Os
personagens de Abel Ferrara encontram-se na encruzilhada entre o vício e “o
salto para a fé” (Kierkegaard). Não há espaço, no mundo de Ferrara, para outro
tipo de gente senão o libertino e o convertido (ou o libertino a caminho da
conversão). Trata-se, portanto, de um mundo movido pelo excesso, um mundo
situado à beira de um apocalipse, onde a medida do bom senso não tem vez. Se os
personagens vivem a danação, o estilo lhes faz jus: Ferrara é rigoroso, elabora
com cuidado a encenação, mas faz isto desprezando olimpicamente a tomada rara e
o efeito belo. Quando a beleza aparece, aparece submetida à idéia. Religioso,
mas também trágico, Ferrara não contempla, não poetiza. Em vez do plano-sequência
“espiritualizado” de Tarkovski, a câmera de Ferrara treme, tateia,
alucina.
Olhos de serpente (1994) está longe de
equiparar os melhores filmes de Ferrara (O
Rei de Nova York, Vício Frenético, Maria),
mas representa com muita dignidade a insistente imersão de Ferrara nas
entranhas do homem em danação, dos degradados carcomidos de culpa. Eddie
(Harvey Keitel) é um cineasta que está filmando uma história a la Bergman sobre um casal em crise.
Sua dupla de atores é formada por Francis (James Russo) e Sarah (Madonna,
provando ser atriz de primeiro time). No filme dirigido por Eddie, o conflito
básico é gerado pela incompatibilidade de gênios entre Sarah, recém convertida,
e Francis, que não só continua na “bagaceira” como também não suporta a nova
vida de Sarah. Estamos num palco que Ferrara conhece bem: o do destino humano
dividido entre danação e salvação num mundo regido pelo mal.
Como
no conto “Tlön, Uqbar, Orbis Tertius”, de Jorge Luis Borges, a ficção (encenada
no filme de Eddie) começa a envenenar a realidade, e o cotidiano dos
protagonistas do filme e também o do diretor começa a desabar. Francis é a
primeira vítima, ao se perder na intensidade do seu papel, mas nada é mais
dolorosamente degradante do que o progressivo esfacelamento da família de Eddie
(esfacelamento, aliás, que já se anuncia sutilmente na primeira cena do filme).

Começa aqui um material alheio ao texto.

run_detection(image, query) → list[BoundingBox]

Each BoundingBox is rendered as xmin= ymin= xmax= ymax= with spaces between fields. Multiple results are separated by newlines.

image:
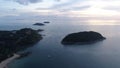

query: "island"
xmin=44 ymin=21 xmax=50 ymax=23
xmin=61 ymin=31 xmax=106 ymax=45
xmin=0 ymin=28 xmax=43 ymax=62
xmin=33 ymin=23 xmax=45 ymax=26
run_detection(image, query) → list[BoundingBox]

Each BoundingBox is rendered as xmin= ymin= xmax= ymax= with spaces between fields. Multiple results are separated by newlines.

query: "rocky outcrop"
xmin=0 ymin=28 xmax=43 ymax=62
xmin=44 ymin=21 xmax=50 ymax=23
xmin=61 ymin=31 xmax=106 ymax=45
xmin=33 ymin=23 xmax=45 ymax=26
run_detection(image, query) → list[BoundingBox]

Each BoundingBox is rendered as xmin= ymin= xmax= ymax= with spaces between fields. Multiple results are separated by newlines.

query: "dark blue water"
xmin=1 ymin=20 xmax=120 ymax=68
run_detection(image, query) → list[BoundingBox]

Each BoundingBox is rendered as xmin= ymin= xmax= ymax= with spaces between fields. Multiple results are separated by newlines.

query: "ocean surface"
xmin=1 ymin=20 xmax=120 ymax=68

Ao recorrer a mise en abîme, mostrando o filme dentro do
filme, Abel Ferrara quer menos refletir sobre os processos de sua arte do que
nos falar de algo (em termos metafísicos) muito mais grave: o mal. Sobram
farpas também para Hollywood e sua indústria do estrelato. Muitos elementos de Olhos de serpente foram retomados e
aprimorados no espantoso Maria
(2005), sobre qual um dia terei de escrever.